An American-South African research team unearthed remains of an unusually small relative of the T-Rex in Utah. The find closes a gap in the fossil record of the Tyrannosauroidea, which belong to the today most well-known predatory dinosaurs. They lived in the time frame of 165 to 66 million years exclusively on the northern continents. The first description of the newly discovered species Moros intrepidus, which was said to have lived about 97 million years ago, appears in the current issue of Nature Communications Biology.

What seems unusual to the layman on this Moros: He was a flyweight. Outwardly unmistakably a predatory dinosaur, he probably brought just under 78 pounds on the scales.

Fans of the "Jurassic Park" would claim him as a petite "Raptor": nimble, rather slim and small predators, which most likely hunted mostly in the pack. Sprinter, Renner and Reißer were, not heavyweight fighting machines. More wolves than tigers, but so agile and deadly that they probably became dangerous to prey animals that were many times heavier than themselves.

The six-member research team led by Lindsay E. Zanno now describes the newly discovered species based on graceful leg bones and teeth that were buried on a muddy, long-lost shoreline in what is now very dry Utah. The finds showed enough clear characteristics to be able to assign them to a specific family of predatory dinosaurs. The Moros intrepidus, the researchers are certain, definitely belonged to the Tyrannosauroidea.

And she knows every child as a terrifying predator of immense size. Little Moros, say his discoverers, is the oldest known representative of the family in the Cretaceous. At the end of his most prominent and last descendant, the Tyrannosaurus rex, at the top of the food chain in today's North America.

Until the middle of the Cretaceous, the ancestors of T-Rex were at most medium sized, in the Jura even rather small: The ecological niches for large-raptors were occupied in the northern hemisphere of Allosaurians and others. Although Allosauroidea looked quite similar to the later T-Rex, they were only very widely related to the Tyrannosauroidea: The two evolutionary lines, which included many different species, separated more than 160 million years ago.
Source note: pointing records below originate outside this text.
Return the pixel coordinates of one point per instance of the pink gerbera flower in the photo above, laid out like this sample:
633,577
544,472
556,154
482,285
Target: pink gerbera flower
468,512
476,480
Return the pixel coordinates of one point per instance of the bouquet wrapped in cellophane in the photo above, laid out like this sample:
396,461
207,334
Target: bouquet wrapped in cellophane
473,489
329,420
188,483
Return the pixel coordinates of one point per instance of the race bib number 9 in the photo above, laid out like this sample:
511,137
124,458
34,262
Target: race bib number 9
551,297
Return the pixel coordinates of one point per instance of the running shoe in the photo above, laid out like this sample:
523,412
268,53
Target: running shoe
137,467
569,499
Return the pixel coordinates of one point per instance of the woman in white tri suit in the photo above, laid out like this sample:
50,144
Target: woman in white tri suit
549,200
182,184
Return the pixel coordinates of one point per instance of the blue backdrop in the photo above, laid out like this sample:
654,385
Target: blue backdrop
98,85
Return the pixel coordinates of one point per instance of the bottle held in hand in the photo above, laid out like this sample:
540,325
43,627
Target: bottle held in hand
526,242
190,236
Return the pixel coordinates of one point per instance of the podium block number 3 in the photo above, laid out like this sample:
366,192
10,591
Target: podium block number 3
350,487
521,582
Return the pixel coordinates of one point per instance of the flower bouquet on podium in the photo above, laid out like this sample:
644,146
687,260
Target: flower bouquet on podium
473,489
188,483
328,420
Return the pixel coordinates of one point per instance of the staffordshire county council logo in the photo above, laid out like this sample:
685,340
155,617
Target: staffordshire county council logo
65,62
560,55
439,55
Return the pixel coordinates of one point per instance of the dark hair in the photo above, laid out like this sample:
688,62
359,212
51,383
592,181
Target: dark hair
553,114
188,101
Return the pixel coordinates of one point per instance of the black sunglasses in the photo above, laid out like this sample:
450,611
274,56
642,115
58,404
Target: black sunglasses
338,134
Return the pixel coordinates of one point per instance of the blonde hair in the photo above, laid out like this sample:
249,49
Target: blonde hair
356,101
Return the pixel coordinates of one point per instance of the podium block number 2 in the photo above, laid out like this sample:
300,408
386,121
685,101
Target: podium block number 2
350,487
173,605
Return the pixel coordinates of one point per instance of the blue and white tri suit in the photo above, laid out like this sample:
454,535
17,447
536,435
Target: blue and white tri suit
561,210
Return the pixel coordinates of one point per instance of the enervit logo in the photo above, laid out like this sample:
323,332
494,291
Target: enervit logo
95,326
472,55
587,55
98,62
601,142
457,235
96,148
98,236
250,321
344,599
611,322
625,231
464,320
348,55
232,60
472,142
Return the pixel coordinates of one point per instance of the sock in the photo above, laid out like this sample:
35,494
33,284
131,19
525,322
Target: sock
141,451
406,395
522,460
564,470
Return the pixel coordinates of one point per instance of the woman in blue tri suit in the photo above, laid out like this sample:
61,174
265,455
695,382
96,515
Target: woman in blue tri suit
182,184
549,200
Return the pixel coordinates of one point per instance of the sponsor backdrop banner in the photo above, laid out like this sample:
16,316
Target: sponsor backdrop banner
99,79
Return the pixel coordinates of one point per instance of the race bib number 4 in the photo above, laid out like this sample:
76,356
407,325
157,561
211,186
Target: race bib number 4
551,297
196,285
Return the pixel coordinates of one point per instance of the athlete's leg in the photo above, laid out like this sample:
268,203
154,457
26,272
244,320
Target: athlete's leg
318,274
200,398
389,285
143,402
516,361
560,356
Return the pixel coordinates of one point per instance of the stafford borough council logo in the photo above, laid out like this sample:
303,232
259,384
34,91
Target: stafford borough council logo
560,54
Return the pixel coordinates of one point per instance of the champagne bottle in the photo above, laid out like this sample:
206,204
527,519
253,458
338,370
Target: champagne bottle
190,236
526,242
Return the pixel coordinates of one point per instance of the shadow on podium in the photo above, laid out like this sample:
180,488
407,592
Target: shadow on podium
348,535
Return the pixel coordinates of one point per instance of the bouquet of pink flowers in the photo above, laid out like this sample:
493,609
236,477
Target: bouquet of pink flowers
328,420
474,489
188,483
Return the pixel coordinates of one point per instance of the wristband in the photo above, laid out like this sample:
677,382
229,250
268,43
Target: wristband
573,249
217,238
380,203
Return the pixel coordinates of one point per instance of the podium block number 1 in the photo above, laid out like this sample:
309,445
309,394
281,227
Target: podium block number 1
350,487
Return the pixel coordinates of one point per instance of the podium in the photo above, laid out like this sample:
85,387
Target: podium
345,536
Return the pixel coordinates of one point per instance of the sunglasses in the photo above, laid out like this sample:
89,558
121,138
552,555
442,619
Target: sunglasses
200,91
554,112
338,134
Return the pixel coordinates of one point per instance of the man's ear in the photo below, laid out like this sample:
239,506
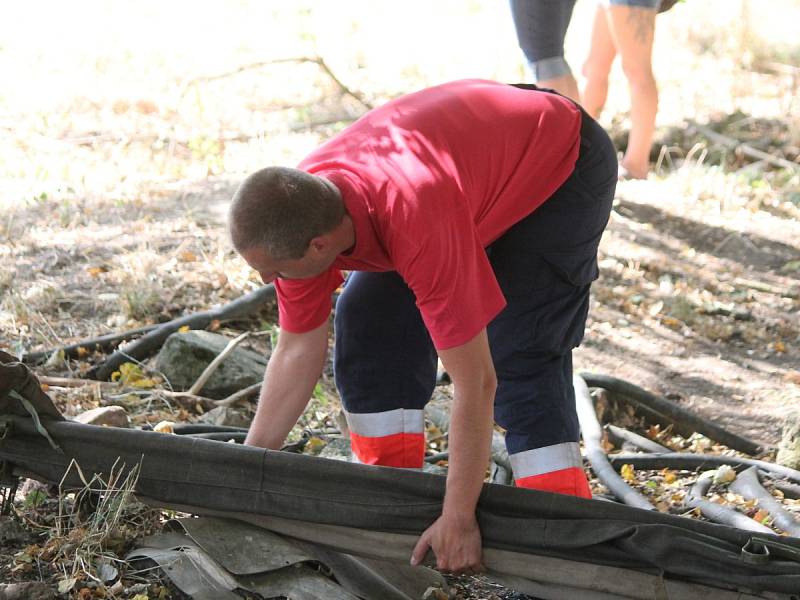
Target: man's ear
320,244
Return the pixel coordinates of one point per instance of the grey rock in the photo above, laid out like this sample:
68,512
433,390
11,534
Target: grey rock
29,590
337,449
228,416
789,447
184,356
12,530
111,416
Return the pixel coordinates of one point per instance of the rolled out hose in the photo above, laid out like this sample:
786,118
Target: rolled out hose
685,461
696,498
747,485
592,435
790,490
618,435
195,428
672,412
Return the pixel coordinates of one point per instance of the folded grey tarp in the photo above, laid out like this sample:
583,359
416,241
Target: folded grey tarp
255,485
228,478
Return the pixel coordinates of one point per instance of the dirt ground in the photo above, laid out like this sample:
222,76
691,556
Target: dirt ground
696,301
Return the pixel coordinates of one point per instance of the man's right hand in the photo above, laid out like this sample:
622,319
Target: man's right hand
293,370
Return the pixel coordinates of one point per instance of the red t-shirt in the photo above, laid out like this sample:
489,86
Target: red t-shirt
430,180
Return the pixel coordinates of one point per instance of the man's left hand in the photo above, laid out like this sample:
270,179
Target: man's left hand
456,542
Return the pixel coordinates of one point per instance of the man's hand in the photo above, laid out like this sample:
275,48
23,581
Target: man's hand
292,372
455,537
456,542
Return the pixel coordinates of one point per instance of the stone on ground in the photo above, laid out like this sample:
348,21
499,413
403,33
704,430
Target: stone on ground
185,356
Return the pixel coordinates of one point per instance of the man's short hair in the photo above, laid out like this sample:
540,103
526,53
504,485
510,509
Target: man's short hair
280,210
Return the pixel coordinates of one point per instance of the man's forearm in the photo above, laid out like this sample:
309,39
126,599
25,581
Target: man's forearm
471,422
469,445
293,371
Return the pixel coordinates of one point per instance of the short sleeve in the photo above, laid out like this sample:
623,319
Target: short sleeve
450,274
305,304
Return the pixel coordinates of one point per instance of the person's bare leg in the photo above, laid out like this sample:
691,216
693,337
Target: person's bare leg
564,85
598,65
632,30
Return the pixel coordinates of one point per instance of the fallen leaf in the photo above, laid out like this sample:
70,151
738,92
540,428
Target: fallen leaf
761,516
725,474
627,473
132,374
164,427
315,445
669,476
66,585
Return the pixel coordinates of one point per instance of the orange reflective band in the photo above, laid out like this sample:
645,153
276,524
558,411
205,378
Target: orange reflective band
405,450
571,482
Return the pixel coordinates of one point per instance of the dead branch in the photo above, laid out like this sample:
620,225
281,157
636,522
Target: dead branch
150,343
214,364
673,412
748,486
77,350
619,436
69,382
317,60
247,393
741,148
592,435
789,490
696,498
761,286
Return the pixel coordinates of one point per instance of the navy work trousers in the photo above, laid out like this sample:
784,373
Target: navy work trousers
385,362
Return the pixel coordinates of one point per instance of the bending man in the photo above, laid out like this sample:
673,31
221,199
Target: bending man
470,215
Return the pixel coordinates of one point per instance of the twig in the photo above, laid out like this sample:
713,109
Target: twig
104,342
214,364
619,435
672,411
742,148
72,382
761,286
592,434
688,461
151,342
696,498
317,60
243,394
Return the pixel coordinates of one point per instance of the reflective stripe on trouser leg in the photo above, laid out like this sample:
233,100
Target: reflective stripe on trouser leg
394,438
557,468
385,369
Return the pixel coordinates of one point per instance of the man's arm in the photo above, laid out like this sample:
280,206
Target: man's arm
293,370
455,537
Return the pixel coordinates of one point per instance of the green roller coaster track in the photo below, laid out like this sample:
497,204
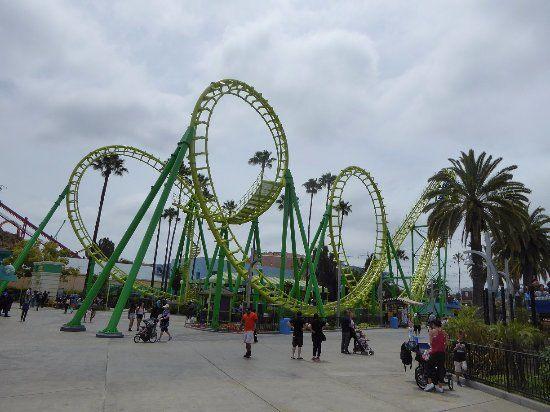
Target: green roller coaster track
200,208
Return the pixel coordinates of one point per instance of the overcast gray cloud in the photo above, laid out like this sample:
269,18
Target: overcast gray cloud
394,87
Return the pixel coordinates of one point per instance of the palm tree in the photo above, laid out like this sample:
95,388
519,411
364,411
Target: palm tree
230,206
281,202
326,180
401,254
474,193
263,159
343,209
312,187
170,214
458,257
108,165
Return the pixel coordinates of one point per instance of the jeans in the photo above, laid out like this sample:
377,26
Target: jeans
317,346
346,336
436,367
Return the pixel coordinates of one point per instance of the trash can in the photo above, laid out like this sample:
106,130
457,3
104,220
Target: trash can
284,327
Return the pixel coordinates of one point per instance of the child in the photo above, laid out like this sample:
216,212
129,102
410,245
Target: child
459,358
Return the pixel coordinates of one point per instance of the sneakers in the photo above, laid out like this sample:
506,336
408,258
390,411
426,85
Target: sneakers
429,387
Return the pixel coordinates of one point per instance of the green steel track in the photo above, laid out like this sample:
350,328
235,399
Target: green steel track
258,199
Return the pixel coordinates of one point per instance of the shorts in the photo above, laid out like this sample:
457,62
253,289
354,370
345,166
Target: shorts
248,336
298,340
460,367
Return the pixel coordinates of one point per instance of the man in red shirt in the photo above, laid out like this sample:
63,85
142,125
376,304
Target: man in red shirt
249,320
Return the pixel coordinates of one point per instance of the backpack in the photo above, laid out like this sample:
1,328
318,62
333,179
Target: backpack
406,356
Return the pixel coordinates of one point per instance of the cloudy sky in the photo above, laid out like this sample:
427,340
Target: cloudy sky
393,87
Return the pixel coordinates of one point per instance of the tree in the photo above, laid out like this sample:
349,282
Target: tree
458,258
401,255
473,192
343,209
312,188
230,206
263,159
326,272
170,214
281,202
107,246
326,180
108,165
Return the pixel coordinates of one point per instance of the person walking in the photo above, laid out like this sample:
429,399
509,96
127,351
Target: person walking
165,322
417,326
317,336
140,313
249,320
131,315
346,333
297,324
436,362
5,305
25,308
459,358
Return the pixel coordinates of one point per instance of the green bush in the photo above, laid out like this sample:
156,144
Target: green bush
516,335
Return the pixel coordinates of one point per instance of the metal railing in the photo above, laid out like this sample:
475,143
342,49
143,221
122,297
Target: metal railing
527,374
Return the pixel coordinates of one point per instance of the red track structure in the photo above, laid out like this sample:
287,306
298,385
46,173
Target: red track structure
22,224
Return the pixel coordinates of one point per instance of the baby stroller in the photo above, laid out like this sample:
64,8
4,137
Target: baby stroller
147,332
361,344
421,371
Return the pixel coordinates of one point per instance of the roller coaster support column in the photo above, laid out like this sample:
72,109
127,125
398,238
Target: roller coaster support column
238,281
74,325
111,330
184,288
179,251
391,249
219,285
30,243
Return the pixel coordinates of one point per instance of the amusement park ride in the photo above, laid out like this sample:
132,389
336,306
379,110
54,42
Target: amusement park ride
201,205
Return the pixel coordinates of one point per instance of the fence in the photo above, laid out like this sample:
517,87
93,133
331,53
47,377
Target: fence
524,373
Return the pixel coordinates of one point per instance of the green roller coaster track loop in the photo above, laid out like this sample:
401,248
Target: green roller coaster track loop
258,199
75,218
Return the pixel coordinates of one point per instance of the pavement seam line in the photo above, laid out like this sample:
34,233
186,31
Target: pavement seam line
105,382
238,382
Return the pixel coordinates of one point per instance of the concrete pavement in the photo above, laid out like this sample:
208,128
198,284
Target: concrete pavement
42,369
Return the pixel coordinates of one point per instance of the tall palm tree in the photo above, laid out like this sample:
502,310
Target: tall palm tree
281,202
458,258
230,206
473,192
263,159
170,214
326,180
108,165
344,209
401,254
312,187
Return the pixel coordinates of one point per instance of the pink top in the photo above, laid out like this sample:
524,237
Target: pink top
438,343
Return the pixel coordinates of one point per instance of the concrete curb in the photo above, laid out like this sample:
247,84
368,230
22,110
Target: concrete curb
512,397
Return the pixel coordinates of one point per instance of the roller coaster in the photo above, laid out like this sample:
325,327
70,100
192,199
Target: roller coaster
200,204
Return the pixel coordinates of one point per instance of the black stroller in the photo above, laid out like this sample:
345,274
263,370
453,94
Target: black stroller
147,332
361,344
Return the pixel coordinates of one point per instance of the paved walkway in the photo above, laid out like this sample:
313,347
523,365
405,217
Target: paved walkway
42,369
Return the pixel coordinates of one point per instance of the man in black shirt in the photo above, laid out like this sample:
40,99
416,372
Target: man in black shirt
297,324
346,332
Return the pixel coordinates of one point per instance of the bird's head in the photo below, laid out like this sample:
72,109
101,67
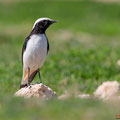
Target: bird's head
42,24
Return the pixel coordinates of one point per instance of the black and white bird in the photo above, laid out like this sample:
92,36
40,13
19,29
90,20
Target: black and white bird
34,50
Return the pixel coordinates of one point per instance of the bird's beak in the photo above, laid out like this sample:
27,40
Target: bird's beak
53,21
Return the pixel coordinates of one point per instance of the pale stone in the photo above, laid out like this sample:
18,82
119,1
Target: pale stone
36,90
83,96
107,90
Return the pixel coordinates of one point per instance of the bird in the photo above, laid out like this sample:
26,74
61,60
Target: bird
35,50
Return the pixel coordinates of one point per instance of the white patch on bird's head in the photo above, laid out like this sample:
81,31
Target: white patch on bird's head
41,19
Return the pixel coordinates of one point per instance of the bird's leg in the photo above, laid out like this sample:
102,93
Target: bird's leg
29,77
39,76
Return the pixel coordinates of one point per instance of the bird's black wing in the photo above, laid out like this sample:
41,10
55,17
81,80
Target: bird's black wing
47,46
24,47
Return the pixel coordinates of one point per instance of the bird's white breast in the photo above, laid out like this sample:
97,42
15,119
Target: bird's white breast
35,53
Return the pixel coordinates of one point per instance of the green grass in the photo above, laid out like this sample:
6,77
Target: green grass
84,49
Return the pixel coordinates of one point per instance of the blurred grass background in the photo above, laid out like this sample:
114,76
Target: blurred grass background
84,49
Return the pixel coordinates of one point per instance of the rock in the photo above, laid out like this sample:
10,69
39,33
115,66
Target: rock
37,90
68,95
108,90
83,96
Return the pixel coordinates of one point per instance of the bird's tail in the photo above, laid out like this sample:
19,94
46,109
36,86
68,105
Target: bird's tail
24,82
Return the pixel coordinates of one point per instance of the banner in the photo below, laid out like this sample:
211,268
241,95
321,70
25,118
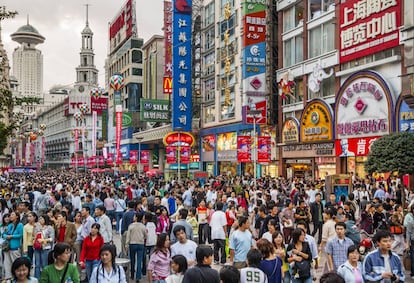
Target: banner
171,154
118,133
263,149
145,155
133,157
244,148
185,152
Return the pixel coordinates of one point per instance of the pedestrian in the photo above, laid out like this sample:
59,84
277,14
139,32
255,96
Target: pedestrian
108,271
135,244
202,271
337,248
89,257
299,256
60,269
240,243
13,234
178,268
351,270
44,238
270,264
382,265
218,224
159,264
184,246
21,270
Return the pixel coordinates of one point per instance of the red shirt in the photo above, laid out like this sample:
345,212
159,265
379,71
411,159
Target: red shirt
90,249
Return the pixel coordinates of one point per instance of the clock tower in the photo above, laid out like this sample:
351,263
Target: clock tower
86,72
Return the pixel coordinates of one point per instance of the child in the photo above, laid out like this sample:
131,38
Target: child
254,256
193,221
178,267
Gigantism: Why this growth in size?

Allosauroidea quickly grew into giants. On the other hand, early tyrannosauroids put on speed, not strength and size. Only when the allosaurs became extinct they took their place - and quickly developed enormous sizes that were no longer surpassed by predatory dinosaurs in the northern hemisphere.

One might ask, why actually: For many millions of years Tyrannosauroidea with their speed-based hunting strategy were obviously highly successful. The question of the causes of gigantism in dinosaurs has been driving researchers since their discovery. Most lines of development showed a tendency to increase in size.

DPA

Lucky: Moros' greatest descendant, the T-Rex, has never met anyone. The species lived for only three million years at the end of the Cretaceous. In the picture: The Paleo showroom of Singapore Zoo.

Meanwhile, one believes to have found an answer to the question of the reasons for it. The Bonn paleontologist Martin Sander, who researched the gigantism of sauropods ("long-necked dinosaurs"), holds great importance for value. When choosing a partner, large animals would be preferred, which would be evolutionary. Size protect the herbivore from predators.

Carnivores, on the other hand, became more and more of a source of growth due to their increasing growth - large herbivores meant a lot of prey. But only those who could grow big enough could reach them. This is true even if it is assumed that large Tyrannosauroidea in their adult form could have been scavengers. Here, too, their size would have made a literally huge food supply usable.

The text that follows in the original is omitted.